To evaluate energy expenditure in a cohort of children with severe traumatic brain injury.
A prospective observational study.
A pediatric neurotrauma center within a tertiary care institution.
Mechanically ventilated children admitted with severe traumatic brain injury (Glasgow Coma Scale < 9) with a weight more than 10 kg were eligible for study. A subset of children was co-enrolled in a phase 3 study of early therapeutic hypothermia. All children were treated with a comprehensive neurotrauma protocol that included sedation, neuromuscular blockade, temperature control, antiseizure prophylaxis, and a tiered-based system for treating intracranial hypertension.
Within the first week after injury, indirect calorimetry measurements were performed daily when the patient’s condition permitted.
Data from 13 children were analyzed (with a total of 32 assessments).
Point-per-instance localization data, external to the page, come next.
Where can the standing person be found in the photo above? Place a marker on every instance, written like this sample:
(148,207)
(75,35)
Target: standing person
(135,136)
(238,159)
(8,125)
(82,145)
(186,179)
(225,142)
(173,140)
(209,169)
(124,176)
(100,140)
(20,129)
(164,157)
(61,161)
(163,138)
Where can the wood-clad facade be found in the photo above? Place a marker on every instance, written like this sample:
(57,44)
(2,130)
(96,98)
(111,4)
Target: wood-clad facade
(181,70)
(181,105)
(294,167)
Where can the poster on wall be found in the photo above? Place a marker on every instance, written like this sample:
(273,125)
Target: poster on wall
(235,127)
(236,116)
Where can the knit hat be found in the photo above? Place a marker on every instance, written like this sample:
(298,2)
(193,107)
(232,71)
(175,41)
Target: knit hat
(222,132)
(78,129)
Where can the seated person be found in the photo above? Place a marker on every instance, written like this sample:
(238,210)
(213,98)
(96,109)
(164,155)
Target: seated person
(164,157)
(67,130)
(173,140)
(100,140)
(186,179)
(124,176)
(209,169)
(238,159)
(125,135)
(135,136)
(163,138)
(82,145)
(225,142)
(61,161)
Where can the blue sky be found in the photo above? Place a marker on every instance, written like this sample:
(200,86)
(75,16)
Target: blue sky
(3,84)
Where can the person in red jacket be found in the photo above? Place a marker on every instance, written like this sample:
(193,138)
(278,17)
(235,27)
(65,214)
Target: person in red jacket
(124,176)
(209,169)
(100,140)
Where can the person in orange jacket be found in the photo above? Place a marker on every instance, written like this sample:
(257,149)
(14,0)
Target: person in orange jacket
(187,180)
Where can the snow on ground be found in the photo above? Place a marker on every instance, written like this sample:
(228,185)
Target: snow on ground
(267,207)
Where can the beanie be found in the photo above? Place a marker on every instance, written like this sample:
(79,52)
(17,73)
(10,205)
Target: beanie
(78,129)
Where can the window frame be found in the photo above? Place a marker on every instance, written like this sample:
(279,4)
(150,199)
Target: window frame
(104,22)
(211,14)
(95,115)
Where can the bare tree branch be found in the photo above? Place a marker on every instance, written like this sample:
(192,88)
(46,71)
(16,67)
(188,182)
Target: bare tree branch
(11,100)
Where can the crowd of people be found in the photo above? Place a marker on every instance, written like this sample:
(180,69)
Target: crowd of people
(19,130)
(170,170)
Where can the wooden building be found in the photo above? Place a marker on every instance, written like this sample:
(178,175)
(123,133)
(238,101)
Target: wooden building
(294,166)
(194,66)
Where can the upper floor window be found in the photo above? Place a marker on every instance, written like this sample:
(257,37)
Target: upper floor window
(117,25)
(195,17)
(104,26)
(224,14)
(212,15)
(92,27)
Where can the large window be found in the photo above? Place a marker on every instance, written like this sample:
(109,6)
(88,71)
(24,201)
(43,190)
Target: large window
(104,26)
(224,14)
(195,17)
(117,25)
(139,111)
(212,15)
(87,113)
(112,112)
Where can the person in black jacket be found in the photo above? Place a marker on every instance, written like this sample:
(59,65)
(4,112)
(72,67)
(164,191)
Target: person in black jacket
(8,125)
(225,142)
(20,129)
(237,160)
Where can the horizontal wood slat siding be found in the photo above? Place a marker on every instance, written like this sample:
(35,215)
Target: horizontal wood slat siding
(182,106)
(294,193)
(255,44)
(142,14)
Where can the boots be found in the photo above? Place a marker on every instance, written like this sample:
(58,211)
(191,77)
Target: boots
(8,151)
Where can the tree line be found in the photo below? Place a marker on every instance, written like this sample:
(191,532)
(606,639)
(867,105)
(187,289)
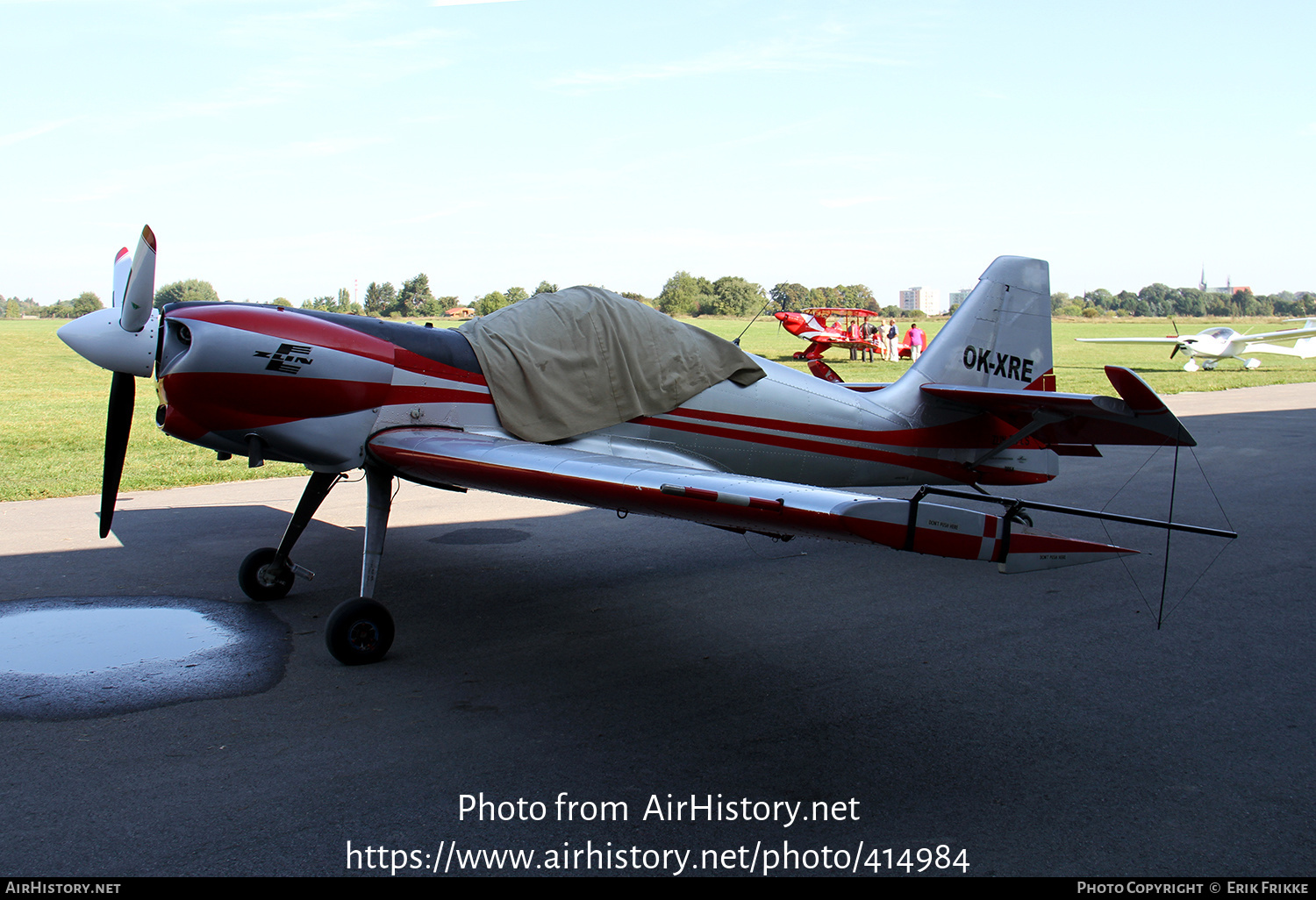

Measured energy expenditure obtained from indirect calorimetry was compared with predicted resting energy expenditure calculated from Harris-Benedict equation. Overall, measured energy expenditure/predicted resting energy expenditure averaged 70.2% ± 3.8%. Seven measurements obtained while children were hypothermic did not differ from normothermic values (75% ± 4.5% vs 68.9% ± 4.7%, respectively, p = 0.273). Furthermore, children with favorable neurologic outcome at 6 months did not differ from children with unfavorable outcome (76.4% ± 6% vs 64.7% ± 4.7% for the unfavorable outcome, p = 0.13).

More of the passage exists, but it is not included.